In class on Thursday we discussed Marilyn Frye’s essay entitled “Oppression” in which she explores the nature of oppression of women. Her main analogy is the bird living within the many bars that form her cage. Each of the bars on its own may not constitute oppression, but together they form the structure of a cage and the bird is unable to fly freely. In her essay she uses the example of door opening to represent one of the bars of the cage. Men will hold the door for women because they are weak and fragile and need someone to do it for them. We contested that although this may be part of the door holding phenomenon, most of us in class agreed that is has become a common practice of polite behavior and for the most part did not represent a sexist act. However, this discussion made me think about all of the other bars on the cage and how the nature of oppression can be perpetuated by the “appeal” of the cage.

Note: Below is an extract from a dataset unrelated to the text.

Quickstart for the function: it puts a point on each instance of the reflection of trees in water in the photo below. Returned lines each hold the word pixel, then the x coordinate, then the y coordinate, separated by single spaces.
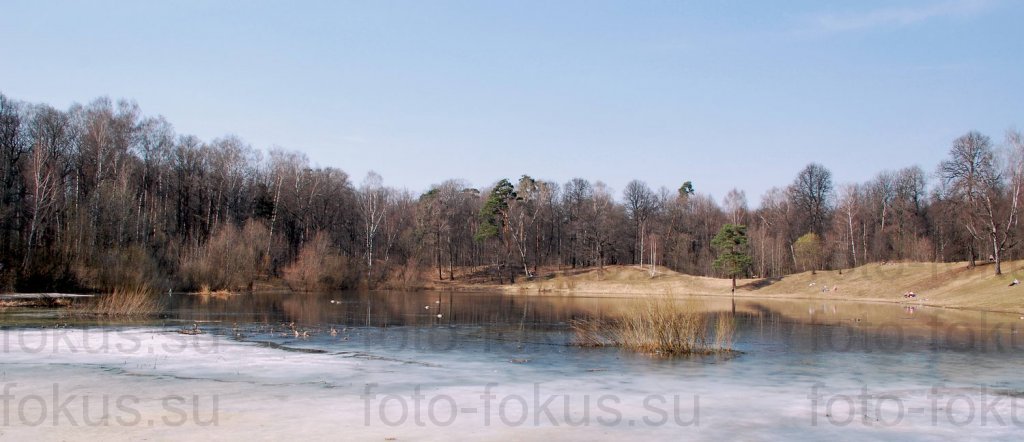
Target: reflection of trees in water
pixel 798 323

If we continue this caged bird comparison, it is easy to point out that the bird does not have to feed herself, create a home for herself, clean her cage, or be aware of predators that want to eat a bird. The bird is not self sufficient in any way and relies entirely on someone else to make sure she has everything one seemingly needs in life. This is an exaggerated example, in some cases, but I think that it highlights the fact that life in the cage can be easier and more appealing than a life free from the cage and the oppression it represents. Since I have come to college and moved away from home I have become increasingly aware of the appeal this “cage” can hold for many women. I am twenty-two years old and have only recently begun to be treated as a woman rather than a teenager or child, and this new treatment has absolutely opened my eyes to the way in which the cage structure is maintained by both men and by women. It is the ease and comfort that the cage represents that I believe makes it remain appealing to certain women.

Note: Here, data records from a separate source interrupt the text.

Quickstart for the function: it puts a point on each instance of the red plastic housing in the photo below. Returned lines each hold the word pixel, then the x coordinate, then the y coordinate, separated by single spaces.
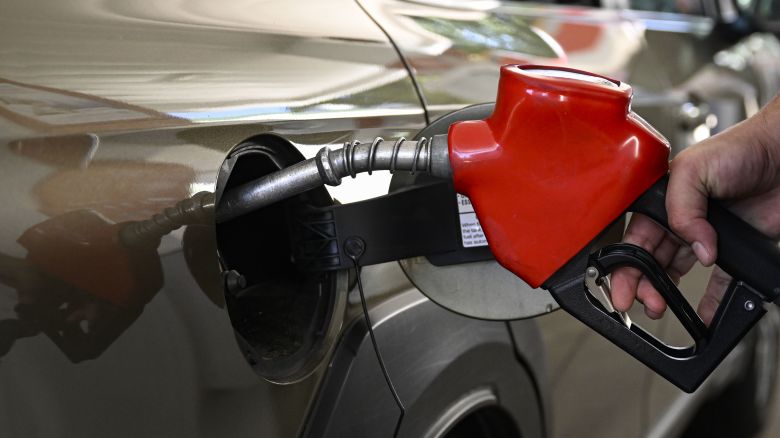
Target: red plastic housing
pixel 557 162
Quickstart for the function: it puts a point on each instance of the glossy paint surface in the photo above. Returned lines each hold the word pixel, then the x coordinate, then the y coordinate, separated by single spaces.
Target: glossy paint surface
pixel 111 112
pixel 556 154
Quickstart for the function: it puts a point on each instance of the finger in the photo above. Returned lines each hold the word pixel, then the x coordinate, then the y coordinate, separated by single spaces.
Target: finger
pixel 686 204
pixel 682 262
pixel 666 251
pixel 654 303
pixel 643 232
pixel 716 287
pixel 624 284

If a woman enters into her metaphorical cage, she knows that there will almost always be food on the table, a home to live in, and someone to “take care” of her needs. I think this example can be illuminated by the concept of a gold-digger, and popular shows like Joe Millionaire. There exists a certain status that comes with being a trophy wife and not having to work in life. We all can think of cases, either among celebrities or people we know, where that woman would not be with that man if there wasn’t a very large bank account involved. There is no doubt that the life in the cage can have its appeal, and does for many women. Despite its appeal, it remains an oppressed life within a cage and women must remember this when seeking to cast off their oppression. Life outside of the cage can be much harder, and this has to be a trade we are willing to make if equality is what we really desire.